EXCLU WEB / Le bioéthanol : une occasion rêvée pour l’agriculture ?

La Collective du bioéthanol qui organisait une conférence de presse à Paris le 24 janvier, a qualifié l’année 2022 « d’année exceptionnelle » pour ce type de carburant. Mais le tout électrique prévu à l’horizon 2035 pourrait rebattre les cartes de cette énergie issue de l’agriculture.

EXCLU WEB / Le bioéthanol : une occasion rêvée pour l’agriculture ?

Le superéthanol-E85 a le vent en poupe : il a vu ses volumes vendus exploser de +83 % en 2022 par rapport à 2021, ses parts de marché sur l’ensemble des carburants vendus passe de 4 % à 6,5 %. La flotte des véhicules particuliers s’est enrichie de 120 000 nouvelles voitures équipées en technologie Flexfuel : 85 000 propriétaires ont fait installer un boitier de conversion (30 000 en 2021) et 35 000 véhicules neufs flex-E85 ont été vendus, soit six fois plus que l’année précédente. Le nombre de stations délivrant de l’E85 a augmenté de 550 unités pour un total de 3300 en 2022.

55 000 agriculteurs 

« L’E85, c’est le petit carburant qui monte, qui monte », s’est réjoui Sylvain Demoures, secrétaire général du Syndicat national des producteurs d’alcool agricole (SNPAA). Pourquoi un tel engouement pour ce carburant issu de la fermentation des sucres et de l’amidon contenus dans les betteraves sucrières, les céréales et leurs résidus de transformation (*) ? « Parce qu’il est économique et écologique », a répondu Sylvain Demoures. En effet, il affiche un prix aux alentours 1,11 euro le litre, contre 1,90 pour le gasoil et 1,80 euro pour le SP95. En plus, « il rejette 50 % de gaz à effet de serre de moins qu’un carburant fossile », a-t-il ajouté. Au plan national, ce sont 1,8 millions de tonnes de CO2 qui sont évitées par an, soit l’équivalent de 900 000 voitures.

Produire ce carburant nécessite la mobilisation d’environ 55 000 agriculteurs et 300 000 hectares, ce qui ne représente qu’environ 1 % de la surface agricole utile. Encore conviendrait-il de déduire un peu plus de la moitié (180 000 ha environ soit 0,6 % de la SAU) qui fournit les coproduits utiles à l’alimentation du bétail. « Les drêches de céréales riches en protéines et les pulpes de betteraves  pour un tonnage égal à celui de l’éthanol qui a été produit remplacent les tourteaux de soja importés », a expliqué le secrétaire général du SNPAA.

Tout électrique 

« Il n’y a d’ailleurs pas d’opposition entre les surfaces dédiées aux biocarburants et celles dédiées à l’alimentation. Elles sont complémentaires et c’est un cercle vertueux », a-t-il assuré.

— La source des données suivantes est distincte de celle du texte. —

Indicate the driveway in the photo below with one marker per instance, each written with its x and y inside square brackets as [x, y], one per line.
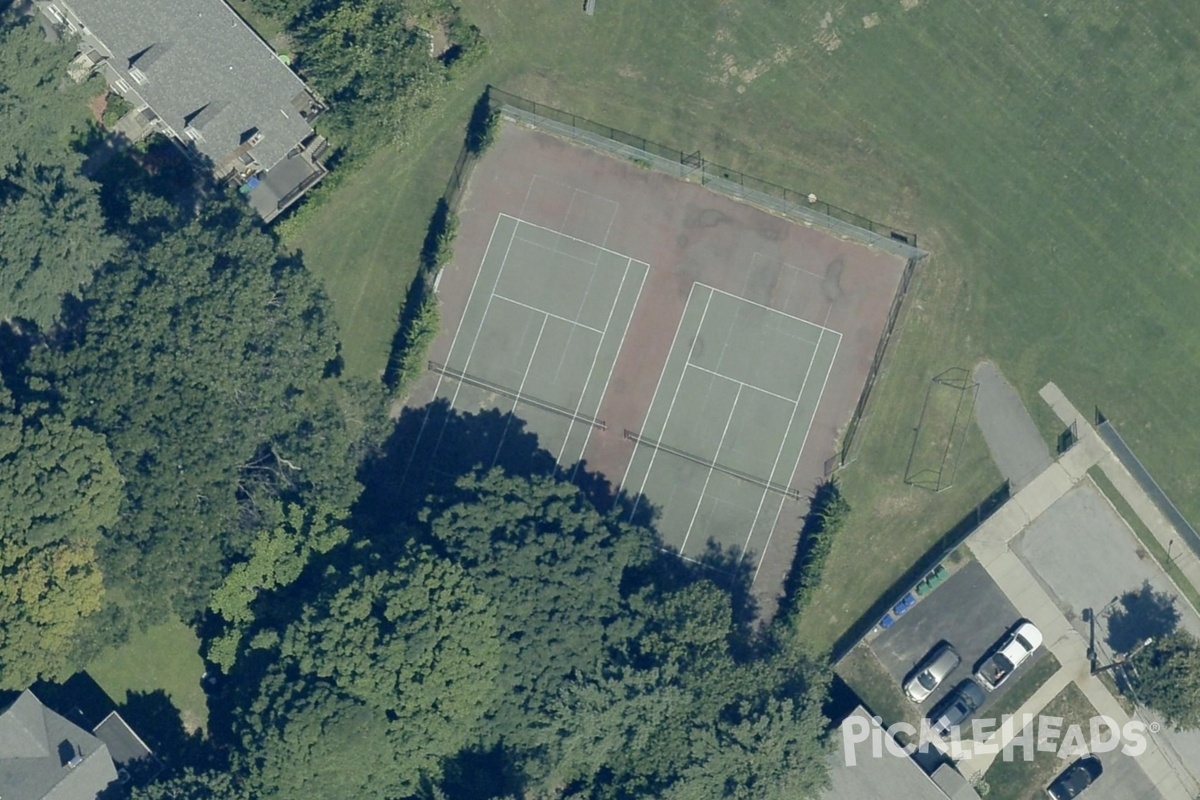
[1086, 555]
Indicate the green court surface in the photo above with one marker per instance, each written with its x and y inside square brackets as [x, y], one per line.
[727, 422]
[540, 335]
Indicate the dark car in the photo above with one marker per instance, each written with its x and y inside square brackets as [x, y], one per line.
[957, 707]
[931, 672]
[1075, 779]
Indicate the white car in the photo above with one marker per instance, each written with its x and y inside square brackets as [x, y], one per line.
[1012, 651]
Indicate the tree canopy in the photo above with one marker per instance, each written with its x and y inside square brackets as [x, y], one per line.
[1168, 678]
[54, 235]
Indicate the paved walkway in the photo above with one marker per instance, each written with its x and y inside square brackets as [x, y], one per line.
[990, 545]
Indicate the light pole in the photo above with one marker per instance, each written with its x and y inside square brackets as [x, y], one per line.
[1090, 615]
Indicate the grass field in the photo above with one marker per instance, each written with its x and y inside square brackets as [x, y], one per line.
[162, 657]
[1044, 154]
[1020, 780]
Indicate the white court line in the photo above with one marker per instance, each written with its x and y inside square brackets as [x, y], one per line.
[783, 443]
[784, 313]
[543, 311]
[595, 356]
[559, 233]
[612, 366]
[743, 384]
[469, 298]
[661, 374]
[484, 318]
[555, 248]
[663, 431]
[516, 401]
[798, 456]
[712, 469]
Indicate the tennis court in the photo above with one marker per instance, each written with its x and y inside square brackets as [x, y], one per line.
[696, 355]
[541, 331]
[729, 420]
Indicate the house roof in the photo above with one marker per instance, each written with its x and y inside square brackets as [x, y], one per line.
[887, 776]
[46, 757]
[124, 745]
[279, 182]
[203, 68]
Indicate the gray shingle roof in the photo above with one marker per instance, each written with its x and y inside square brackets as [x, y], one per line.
[205, 66]
[36, 750]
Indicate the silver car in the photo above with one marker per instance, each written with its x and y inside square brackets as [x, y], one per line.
[931, 672]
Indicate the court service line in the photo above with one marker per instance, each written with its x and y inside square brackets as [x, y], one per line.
[595, 356]
[582, 241]
[798, 456]
[663, 431]
[661, 374]
[558, 252]
[543, 311]
[783, 313]
[484, 318]
[612, 366]
[743, 384]
[712, 469]
[516, 401]
[469, 296]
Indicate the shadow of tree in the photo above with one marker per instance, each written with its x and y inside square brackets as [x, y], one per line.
[160, 725]
[1140, 615]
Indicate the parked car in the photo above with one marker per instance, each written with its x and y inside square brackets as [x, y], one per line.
[1077, 777]
[1008, 654]
[957, 708]
[931, 672]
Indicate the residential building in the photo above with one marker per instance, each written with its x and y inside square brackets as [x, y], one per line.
[197, 73]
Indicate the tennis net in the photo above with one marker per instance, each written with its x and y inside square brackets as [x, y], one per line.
[520, 397]
[772, 486]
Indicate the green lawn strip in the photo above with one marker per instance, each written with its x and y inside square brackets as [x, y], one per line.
[1144, 535]
[365, 241]
[1023, 690]
[1041, 212]
[1035, 150]
[163, 657]
[1020, 780]
[879, 690]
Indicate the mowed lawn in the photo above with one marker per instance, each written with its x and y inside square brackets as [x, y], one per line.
[161, 657]
[1045, 154]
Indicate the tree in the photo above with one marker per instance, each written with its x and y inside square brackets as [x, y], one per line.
[1168, 678]
[205, 360]
[277, 557]
[553, 570]
[59, 488]
[388, 672]
[54, 234]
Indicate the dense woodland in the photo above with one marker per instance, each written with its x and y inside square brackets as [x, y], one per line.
[177, 439]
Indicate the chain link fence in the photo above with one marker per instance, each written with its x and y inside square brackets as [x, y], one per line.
[802, 206]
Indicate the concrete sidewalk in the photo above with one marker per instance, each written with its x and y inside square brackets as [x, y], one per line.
[991, 546]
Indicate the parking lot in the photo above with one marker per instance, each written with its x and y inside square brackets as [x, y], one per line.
[971, 613]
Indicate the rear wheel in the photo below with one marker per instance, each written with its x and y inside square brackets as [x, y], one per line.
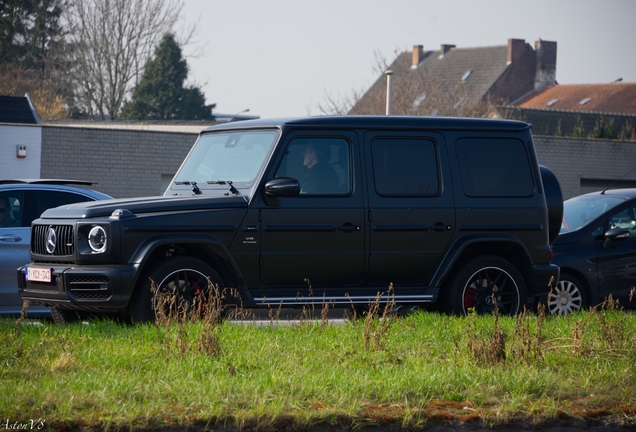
[484, 284]
[183, 277]
[568, 296]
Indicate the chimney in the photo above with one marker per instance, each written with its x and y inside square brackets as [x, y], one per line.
[515, 48]
[445, 48]
[546, 64]
[418, 55]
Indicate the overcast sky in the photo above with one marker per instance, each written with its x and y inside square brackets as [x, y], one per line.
[279, 58]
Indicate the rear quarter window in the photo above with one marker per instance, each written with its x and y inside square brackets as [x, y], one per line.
[496, 167]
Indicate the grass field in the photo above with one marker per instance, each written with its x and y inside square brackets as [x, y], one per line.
[411, 371]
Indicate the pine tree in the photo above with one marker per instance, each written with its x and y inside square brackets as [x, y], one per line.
[161, 95]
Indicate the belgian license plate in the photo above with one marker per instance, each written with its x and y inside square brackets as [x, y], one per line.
[36, 274]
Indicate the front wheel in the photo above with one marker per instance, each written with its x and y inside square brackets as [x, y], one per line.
[485, 284]
[191, 282]
[568, 296]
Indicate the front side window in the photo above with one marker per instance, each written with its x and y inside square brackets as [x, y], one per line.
[405, 167]
[321, 165]
[581, 210]
[236, 157]
[494, 167]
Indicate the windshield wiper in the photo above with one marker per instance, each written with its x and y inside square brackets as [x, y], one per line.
[232, 188]
[195, 188]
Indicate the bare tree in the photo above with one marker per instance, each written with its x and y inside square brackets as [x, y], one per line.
[112, 41]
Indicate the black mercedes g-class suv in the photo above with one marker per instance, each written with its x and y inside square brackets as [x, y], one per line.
[449, 210]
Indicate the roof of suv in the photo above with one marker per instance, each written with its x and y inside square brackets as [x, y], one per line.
[370, 122]
[47, 181]
[77, 186]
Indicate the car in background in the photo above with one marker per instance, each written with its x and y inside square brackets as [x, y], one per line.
[596, 251]
[22, 201]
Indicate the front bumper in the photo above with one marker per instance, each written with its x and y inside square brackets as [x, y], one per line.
[89, 288]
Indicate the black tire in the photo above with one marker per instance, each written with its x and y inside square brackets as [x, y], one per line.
[485, 283]
[183, 275]
[64, 316]
[567, 296]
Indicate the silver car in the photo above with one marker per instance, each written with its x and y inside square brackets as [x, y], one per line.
[22, 201]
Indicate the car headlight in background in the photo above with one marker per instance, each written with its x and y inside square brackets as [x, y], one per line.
[97, 239]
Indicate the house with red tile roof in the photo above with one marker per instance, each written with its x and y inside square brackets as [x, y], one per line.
[560, 109]
[499, 74]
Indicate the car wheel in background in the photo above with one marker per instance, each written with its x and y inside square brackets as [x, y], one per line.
[568, 296]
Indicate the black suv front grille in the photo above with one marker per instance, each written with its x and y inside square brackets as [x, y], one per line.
[64, 245]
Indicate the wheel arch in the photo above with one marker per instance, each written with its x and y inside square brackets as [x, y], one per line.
[505, 246]
[205, 248]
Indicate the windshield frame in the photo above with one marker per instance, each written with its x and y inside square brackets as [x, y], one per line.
[225, 181]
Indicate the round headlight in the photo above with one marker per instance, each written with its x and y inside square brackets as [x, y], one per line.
[97, 239]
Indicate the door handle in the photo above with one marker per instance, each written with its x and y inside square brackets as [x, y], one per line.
[440, 227]
[348, 227]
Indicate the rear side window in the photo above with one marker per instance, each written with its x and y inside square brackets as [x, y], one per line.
[494, 167]
[405, 167]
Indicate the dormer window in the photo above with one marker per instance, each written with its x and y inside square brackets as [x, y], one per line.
[419, 100]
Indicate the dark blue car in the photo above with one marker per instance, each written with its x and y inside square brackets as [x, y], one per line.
[596, 251]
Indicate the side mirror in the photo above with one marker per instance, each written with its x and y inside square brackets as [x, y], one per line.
[282, 187]
[614, 235]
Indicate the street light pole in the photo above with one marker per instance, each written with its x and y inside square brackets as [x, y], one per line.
[388, 91]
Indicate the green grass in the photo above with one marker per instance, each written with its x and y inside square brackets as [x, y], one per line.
[408, 371]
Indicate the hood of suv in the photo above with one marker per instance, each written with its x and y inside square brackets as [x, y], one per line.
[144, 205]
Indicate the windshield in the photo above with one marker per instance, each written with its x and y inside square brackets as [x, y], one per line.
[220, 158]
[579, 211]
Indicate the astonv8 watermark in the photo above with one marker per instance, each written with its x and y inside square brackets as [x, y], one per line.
[30, 424]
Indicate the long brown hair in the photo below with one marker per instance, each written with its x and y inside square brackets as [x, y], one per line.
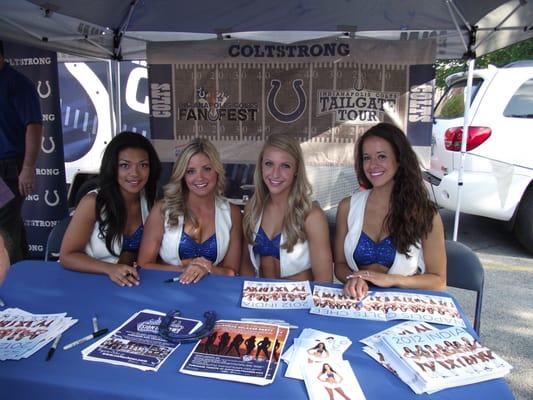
[410, 218]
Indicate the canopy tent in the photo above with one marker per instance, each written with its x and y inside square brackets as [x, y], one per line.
[120, 29]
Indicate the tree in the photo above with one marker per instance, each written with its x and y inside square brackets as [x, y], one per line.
[518, 51]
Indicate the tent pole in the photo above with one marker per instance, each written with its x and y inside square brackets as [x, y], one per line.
[466, 124]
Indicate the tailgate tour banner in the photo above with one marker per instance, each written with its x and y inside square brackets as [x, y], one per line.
[325, 93]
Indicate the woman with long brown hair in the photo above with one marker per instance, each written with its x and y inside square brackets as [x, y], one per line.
[390, 234]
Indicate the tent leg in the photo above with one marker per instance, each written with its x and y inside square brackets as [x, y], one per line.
[466, 124]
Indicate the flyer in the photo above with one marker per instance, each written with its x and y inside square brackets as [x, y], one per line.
[276, 295]
[137, 344]
[238, 351]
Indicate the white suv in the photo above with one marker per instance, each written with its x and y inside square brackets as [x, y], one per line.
[498, 168]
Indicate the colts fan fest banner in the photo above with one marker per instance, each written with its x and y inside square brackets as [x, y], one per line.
[48, 204]
[325, 93]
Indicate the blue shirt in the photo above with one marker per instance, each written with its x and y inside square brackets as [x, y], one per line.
[369, 252]
[132, 242]
[19, 106]
[189, 248]
[266, 247]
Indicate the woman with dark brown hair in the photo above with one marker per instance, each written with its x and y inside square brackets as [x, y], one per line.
[390, 234]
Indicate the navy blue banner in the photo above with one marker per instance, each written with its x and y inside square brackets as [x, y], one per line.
[420, 108]
[48, 204]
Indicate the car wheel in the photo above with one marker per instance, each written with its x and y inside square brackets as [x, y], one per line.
[523, 228]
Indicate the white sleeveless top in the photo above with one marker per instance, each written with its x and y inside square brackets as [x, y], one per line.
[96, 247]
[169, 250]
[401, 265]
[298, 260]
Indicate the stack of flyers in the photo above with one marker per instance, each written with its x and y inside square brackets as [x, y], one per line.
[386, 306]
[238, 351]
[331, 380]
[313, 346]
[316, 357]
[23, 333]
[438, 359]
[137, 344]
[405, 328]
[276, 295]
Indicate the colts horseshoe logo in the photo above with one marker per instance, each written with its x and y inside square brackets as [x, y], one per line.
[44, 95]
[52, 145]
[292, 116]
[48, 202]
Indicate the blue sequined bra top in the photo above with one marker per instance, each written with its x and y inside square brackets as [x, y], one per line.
[265, 247]
[369, 252]
[189, 248]
[132, 242]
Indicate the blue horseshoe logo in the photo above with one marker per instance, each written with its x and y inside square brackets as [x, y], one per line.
[51, 203]
[51, 148]
[292, 116]
[44, 95]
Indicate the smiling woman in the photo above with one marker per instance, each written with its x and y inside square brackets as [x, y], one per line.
[194, 229]
[105, 231]
[390, 234]
[287, 234]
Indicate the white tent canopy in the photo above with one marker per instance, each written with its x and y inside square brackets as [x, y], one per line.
[120, 29]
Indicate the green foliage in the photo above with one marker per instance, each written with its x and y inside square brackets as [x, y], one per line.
[518, 51]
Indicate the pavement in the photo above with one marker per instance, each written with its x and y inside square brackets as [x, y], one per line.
[507, 314]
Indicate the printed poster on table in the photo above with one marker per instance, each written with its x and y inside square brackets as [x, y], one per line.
[435, 360]
[23, 333]
[238, 351]
[277, 295]
[332, 380]
[386, 306]
[137, 344]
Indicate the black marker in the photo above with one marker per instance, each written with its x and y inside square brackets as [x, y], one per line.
[53, 348]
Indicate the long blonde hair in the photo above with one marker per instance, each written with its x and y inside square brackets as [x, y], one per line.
[176, 191]
[299, 202]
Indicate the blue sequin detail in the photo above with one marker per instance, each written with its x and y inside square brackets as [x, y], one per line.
[266, 247]
[132, 242]
[189, 248]
[369, 252]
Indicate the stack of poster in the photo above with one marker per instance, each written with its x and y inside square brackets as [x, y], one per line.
[137, 343]
[23, 333]
[405, 328]
[434, 360]
[385, 306]
[316, 357]
[238, 351]
[277, 295]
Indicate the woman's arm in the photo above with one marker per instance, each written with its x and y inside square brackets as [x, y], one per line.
[231, 262]
[353, 287]
[434, 278]
[153, 232]
[72, 254]
[316, 229]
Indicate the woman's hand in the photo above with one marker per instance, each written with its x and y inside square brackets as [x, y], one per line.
[198, 268]
[124, 275]
[355, 286]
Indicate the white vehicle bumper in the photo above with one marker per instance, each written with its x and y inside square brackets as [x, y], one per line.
[484, 194]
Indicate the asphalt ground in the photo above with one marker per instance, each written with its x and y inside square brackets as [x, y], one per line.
[507, 314]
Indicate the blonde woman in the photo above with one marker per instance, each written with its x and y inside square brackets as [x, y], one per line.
[193, 229]
[286, 234]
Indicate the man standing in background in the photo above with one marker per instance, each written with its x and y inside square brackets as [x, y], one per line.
[20, 142]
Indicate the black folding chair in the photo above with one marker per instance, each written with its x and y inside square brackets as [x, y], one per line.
[466, 272]
[55, 237]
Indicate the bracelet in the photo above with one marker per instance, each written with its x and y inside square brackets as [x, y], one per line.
[204, 267]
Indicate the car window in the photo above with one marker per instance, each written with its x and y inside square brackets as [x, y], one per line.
[451, 104]
[521, 104]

Le Collectif vise 8 % de parts de marché en 2023, et indique que ce 1 % de la SAU suffirait à alimenter 5 millions de voitures à l’E85 en 2035. Cependant, à cette date, l’Europe a décidé de passer au tout électrique. Plus aucun véhicule thermique ne sera produit. Certes cette décision ne signifie pas la fin des véhicules essences ou diesel (filière biodiesel). Mais le parc des véhicules thermique devrait s’amenuiser. Sauf si la réglementation autorise l’utilisation de carburants neutres comme alternative aux véhicules 100 % électriques. En fait, tout dépendra de la clause de revoyure en 2026. Les experts compareront le nombre de véhicules électriques en circulation avec celui des véhicules thermiques et hybrides. Si le rapport est favorable à l’électrique selon les critères de la Commission, les ventes de voitures hybrides (électrique/E85) et thermiques pourraient être compromises.

A contrario, si les ventes de véhicules électriques sont à la traine, la Commission pourrait être amenée à proroger la vente de voitures thermiques et hybrides. Le sort du bioéthanol et d’une partie du monde agricole est donc, en partie, entre les mains des consommateurs. La place de la France comme premier producteur européen de bioéthanol, avec 16 millions d’hectolitres aussi ! 

 (*) Ce carburant pour voitures à essence contient entre 60 % et 85 % de bioéthanol en volume, le complément étant de l’essence Sans Plomb 95.